The BBC has apologised for telling viewers of the BBC News Channel on Wednesday morning that Israeli forces had entered Al-Shifa Hospital in Gaza and were “targeting” medical teams and Arabic speakers.
In fact, the IDF had announced that its forces entering the hospital “included” medical teams and Arabic speakers.
On its corrections page, the BBC said that its report “was incorrect and misquoted a Reuters report. We should have said IDF forces included medical teams and Arabic speakers for this operation”.
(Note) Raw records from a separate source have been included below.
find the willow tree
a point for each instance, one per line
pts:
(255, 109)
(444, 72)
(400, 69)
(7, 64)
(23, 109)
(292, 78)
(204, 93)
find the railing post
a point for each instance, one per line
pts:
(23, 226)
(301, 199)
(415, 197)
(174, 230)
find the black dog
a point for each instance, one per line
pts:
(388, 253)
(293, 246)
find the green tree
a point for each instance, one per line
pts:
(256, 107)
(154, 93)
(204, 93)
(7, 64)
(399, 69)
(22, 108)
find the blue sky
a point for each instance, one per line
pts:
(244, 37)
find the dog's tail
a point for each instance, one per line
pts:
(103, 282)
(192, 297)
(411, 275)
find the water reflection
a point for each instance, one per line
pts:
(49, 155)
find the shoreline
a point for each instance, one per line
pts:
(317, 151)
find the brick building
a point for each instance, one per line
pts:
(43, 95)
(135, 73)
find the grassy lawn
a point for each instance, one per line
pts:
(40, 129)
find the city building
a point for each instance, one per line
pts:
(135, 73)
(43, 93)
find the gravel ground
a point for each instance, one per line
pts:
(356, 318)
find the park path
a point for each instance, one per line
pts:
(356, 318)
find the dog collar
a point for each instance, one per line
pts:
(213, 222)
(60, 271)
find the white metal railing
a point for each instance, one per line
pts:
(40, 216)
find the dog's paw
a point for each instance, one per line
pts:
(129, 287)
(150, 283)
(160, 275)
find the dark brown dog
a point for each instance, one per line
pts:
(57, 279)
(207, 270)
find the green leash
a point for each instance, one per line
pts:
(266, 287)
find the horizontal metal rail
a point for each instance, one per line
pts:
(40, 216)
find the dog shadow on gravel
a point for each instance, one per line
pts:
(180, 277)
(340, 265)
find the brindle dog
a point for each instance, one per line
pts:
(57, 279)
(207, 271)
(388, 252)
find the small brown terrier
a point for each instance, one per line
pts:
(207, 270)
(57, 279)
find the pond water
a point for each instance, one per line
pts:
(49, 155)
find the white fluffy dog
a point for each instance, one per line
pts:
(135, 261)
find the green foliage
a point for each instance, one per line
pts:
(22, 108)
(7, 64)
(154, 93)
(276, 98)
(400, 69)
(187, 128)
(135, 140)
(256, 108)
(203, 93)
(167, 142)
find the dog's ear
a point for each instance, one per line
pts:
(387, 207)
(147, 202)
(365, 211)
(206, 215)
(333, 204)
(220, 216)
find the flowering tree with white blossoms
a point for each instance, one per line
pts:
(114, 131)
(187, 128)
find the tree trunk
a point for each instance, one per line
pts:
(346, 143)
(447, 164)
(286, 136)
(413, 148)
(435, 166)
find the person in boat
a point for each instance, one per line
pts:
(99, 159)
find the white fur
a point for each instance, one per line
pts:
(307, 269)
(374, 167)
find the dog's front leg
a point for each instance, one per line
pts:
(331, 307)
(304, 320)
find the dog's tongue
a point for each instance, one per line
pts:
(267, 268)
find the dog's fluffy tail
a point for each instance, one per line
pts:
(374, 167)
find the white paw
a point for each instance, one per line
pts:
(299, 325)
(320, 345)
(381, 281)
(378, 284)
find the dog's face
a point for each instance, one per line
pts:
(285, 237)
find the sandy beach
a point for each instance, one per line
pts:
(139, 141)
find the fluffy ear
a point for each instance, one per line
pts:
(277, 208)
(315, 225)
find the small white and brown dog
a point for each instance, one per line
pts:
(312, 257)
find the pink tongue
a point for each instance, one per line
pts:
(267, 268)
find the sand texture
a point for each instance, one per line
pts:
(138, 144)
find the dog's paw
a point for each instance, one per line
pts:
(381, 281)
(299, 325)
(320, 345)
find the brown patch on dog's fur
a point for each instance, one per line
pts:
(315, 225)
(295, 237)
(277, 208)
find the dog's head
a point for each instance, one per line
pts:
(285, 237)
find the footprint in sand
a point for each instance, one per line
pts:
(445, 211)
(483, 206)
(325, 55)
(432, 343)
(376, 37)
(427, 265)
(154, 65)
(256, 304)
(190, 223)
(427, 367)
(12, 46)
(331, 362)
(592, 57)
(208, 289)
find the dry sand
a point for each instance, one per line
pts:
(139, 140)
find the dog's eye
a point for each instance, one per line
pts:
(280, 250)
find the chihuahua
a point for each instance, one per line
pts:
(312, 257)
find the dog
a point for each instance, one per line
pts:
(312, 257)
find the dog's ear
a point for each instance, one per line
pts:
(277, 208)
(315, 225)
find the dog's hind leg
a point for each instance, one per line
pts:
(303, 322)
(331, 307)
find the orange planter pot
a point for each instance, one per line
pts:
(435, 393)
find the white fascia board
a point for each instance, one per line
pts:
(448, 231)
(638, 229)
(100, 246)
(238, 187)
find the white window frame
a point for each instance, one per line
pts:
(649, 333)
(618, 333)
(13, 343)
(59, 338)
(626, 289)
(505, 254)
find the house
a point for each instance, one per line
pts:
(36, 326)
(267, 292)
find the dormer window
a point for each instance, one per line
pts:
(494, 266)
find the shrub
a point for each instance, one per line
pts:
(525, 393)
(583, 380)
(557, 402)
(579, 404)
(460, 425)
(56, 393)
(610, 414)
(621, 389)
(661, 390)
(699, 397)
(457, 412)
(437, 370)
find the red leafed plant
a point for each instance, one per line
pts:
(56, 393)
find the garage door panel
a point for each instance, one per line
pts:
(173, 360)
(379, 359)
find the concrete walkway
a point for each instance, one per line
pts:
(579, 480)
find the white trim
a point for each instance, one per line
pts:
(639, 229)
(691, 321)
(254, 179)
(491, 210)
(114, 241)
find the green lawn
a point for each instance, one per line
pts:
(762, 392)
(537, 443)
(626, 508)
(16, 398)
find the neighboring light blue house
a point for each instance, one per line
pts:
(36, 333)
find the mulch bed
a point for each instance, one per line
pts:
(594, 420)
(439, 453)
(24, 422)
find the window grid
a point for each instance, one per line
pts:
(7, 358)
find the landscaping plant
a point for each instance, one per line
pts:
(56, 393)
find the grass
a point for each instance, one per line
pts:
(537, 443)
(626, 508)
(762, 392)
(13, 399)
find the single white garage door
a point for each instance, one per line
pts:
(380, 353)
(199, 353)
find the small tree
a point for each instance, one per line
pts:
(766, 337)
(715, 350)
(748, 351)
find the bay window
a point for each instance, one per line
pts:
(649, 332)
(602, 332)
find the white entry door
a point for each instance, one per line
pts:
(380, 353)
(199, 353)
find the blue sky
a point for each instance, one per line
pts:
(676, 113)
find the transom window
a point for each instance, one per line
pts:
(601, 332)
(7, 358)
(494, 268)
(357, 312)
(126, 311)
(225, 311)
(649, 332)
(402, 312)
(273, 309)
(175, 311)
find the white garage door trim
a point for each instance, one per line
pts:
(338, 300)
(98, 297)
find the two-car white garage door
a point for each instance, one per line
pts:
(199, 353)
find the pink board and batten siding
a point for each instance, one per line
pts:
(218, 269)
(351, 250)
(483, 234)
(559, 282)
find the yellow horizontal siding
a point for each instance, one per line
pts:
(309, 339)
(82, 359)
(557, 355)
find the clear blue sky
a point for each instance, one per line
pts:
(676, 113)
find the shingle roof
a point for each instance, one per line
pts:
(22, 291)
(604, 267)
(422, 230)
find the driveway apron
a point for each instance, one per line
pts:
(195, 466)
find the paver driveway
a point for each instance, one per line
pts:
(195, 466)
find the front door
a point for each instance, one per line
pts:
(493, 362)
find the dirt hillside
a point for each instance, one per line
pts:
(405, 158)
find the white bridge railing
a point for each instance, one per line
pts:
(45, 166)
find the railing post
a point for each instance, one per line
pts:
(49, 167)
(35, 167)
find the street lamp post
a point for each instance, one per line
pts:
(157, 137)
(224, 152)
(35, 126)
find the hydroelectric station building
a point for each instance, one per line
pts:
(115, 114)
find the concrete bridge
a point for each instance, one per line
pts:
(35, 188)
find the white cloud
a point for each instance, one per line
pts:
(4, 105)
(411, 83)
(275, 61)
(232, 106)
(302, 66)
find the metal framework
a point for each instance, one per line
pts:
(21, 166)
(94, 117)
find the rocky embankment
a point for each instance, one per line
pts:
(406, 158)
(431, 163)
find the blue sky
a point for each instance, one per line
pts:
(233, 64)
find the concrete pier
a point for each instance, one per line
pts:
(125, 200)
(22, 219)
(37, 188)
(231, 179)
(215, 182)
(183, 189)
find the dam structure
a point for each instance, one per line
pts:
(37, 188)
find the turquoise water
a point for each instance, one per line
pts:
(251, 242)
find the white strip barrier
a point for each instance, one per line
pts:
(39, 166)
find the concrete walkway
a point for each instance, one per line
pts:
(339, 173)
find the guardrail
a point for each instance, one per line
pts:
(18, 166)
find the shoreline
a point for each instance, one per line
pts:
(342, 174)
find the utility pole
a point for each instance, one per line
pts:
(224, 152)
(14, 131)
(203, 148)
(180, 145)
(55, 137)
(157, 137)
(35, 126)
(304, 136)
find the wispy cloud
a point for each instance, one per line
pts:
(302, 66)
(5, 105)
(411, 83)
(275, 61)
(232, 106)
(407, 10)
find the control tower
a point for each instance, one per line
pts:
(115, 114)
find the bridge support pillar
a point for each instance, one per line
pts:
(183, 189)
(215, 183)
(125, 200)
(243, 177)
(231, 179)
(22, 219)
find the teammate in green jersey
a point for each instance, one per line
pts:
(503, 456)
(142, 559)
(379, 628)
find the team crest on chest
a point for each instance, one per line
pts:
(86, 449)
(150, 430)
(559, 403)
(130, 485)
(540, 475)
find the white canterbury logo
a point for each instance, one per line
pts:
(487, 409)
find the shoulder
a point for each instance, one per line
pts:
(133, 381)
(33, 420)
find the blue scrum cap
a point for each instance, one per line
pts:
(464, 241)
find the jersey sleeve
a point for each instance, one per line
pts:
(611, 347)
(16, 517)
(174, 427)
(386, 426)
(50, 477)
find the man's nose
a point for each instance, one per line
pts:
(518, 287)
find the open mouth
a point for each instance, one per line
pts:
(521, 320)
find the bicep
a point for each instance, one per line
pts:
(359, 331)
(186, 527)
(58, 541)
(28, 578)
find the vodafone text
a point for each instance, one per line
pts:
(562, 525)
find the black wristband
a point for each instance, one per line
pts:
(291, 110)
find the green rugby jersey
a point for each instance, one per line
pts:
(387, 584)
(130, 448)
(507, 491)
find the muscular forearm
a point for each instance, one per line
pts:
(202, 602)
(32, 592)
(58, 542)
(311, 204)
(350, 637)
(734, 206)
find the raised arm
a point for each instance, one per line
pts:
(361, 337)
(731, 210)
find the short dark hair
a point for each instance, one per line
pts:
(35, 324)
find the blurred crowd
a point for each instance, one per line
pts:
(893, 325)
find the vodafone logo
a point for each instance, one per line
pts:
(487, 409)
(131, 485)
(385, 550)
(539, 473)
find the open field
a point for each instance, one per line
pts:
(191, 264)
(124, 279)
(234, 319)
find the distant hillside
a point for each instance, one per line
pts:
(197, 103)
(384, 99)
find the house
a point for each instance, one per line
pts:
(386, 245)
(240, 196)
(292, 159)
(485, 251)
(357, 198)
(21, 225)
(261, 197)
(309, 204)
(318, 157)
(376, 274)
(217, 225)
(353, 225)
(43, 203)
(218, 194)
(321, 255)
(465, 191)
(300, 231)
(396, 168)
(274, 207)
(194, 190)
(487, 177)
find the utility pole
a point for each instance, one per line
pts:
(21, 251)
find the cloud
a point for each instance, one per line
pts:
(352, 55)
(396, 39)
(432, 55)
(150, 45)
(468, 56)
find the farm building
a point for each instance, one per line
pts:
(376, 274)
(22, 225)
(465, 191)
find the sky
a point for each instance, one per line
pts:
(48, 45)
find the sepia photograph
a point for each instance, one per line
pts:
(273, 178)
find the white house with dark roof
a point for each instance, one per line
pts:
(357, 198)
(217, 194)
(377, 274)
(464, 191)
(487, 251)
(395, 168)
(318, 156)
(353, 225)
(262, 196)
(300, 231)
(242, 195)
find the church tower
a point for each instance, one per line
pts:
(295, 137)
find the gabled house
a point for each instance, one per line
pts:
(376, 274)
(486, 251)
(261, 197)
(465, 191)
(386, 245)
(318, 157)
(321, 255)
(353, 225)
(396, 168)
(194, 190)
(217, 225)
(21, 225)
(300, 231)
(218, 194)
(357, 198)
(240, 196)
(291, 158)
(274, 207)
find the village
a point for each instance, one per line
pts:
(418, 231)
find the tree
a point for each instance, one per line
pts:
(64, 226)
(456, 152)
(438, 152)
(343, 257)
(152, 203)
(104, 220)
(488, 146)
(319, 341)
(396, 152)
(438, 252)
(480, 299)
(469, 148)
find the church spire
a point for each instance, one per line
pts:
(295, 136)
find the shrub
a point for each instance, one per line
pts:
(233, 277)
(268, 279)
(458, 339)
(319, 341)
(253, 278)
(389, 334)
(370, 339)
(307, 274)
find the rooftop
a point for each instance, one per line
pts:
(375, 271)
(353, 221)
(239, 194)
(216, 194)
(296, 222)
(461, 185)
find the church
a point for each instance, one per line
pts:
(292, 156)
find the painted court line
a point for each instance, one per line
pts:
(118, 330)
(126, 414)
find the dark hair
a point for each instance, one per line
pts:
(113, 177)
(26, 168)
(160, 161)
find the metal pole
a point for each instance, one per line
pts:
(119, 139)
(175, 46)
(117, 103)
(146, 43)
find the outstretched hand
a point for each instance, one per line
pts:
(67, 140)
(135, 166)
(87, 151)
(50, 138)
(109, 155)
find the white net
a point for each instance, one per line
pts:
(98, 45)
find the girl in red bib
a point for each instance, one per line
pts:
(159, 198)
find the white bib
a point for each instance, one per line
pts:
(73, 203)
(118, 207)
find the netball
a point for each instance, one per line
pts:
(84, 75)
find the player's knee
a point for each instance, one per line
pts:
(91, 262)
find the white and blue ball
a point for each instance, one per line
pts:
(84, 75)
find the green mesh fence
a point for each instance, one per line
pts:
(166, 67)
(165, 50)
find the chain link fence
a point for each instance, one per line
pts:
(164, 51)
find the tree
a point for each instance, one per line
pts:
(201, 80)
The statement said that the Corporation apologised for this error, “which fell below our usual editorial standards. The correct version of events was broadcast minutes later and we apologised for the mistake on air later in the morning.”
Earlier, the Board of Deputies had said it was “absolutely appalled” by the initial report. Its spokesman said: “At best, this shows a staggering lack of care when reporting on a highly volatile situation, which can have a knock-on effect all over the world, including in Britain, where antisemitic attacks have risen by more than 500 per cent since October 7. Incidents like this make a mockery of the BBC’’s oft-stated dedication to professionalism and impartiality. The Corporation must issue a public apology without delay for this egregious misreporting.”
A spokesperson for the Israeli embassy in London, Orly Goldschmidt, said: “Regretfully, the BBC has, once again, fallen well short of its own editorial guidelines and, indeed, the minimal journalistic standards expected and required by any UK media outlet.
“Amid a time of war, and especially at this time, when the words of journalists have very clear real-world consequences, the BBC must do better in order to consistently meet journalistic standards.
“In the UK, antisemitism is rising, and we have seen figures to back this up, with a reported 1350% increase in antisemitic incidents. The BBC must be mindful of this and ensure it does inflame divisions and tensions in the country.”